The prometheus-adapter itself adds a layer of latency. The HPA syncs every 15 seconds by default. The adapter queries Prometheus, which may have a scrape interval of 15 seconds. The total lag from load increase to scale-up decision can exceed 30 seconds. For high-frequency trading or real-time chat, this lag is unacceptable. In these cases, the behavior policies can be tuned to allow faster scale-up while maintaining conservative scale-down.
Decision frame
The choice between CPU-based HPA and custom metric scaling is not about preference but about resource alignment. CPU metrics are valid for CPU-bound services; custom metrics are mandatory for GPU-bound services. The tradeoff lies in the stabilization window. A 300-second window prevents oscillation but delays response to traffic drops. A 60-second window responds quickly but risks scaling down during transient lulls.
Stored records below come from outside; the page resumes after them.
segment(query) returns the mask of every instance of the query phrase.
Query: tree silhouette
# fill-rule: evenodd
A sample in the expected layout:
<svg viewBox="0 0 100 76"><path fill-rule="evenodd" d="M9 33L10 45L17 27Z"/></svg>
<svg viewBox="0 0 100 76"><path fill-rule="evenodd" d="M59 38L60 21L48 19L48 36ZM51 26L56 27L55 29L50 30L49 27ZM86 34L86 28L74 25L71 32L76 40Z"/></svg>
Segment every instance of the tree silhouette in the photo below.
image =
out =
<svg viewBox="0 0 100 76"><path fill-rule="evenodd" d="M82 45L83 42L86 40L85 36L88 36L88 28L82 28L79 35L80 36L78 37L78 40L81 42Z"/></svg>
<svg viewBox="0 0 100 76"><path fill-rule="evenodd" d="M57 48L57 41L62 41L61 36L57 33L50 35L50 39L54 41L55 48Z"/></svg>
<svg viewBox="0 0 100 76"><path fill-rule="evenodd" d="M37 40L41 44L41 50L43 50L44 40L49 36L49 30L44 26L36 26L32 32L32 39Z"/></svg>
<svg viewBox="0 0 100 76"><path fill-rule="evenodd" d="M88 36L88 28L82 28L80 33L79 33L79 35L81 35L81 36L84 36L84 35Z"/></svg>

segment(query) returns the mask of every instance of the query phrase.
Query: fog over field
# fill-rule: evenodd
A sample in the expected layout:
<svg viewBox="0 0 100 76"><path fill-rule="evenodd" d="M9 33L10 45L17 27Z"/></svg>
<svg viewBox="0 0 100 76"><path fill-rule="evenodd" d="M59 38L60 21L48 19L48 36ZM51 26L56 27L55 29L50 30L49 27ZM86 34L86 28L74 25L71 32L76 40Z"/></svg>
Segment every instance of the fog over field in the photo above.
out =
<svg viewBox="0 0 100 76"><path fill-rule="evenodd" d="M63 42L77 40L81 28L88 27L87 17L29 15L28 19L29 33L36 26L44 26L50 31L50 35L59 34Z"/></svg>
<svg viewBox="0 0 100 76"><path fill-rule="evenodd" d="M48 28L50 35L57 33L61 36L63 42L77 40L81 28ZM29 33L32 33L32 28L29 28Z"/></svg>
The next time a GPU pod stays idle while requests queue, the question is not “is the autoscaler broken.” It is “is the HPA targeting the correct metric.” If the HorizontalPodAutoscaler spec targets resource.cpu instead of external.vllm_requests_running, the scaling logic is fundamentally misaligned with the workload’s bottleneck. Verify the metric source before tuning the stabilization window.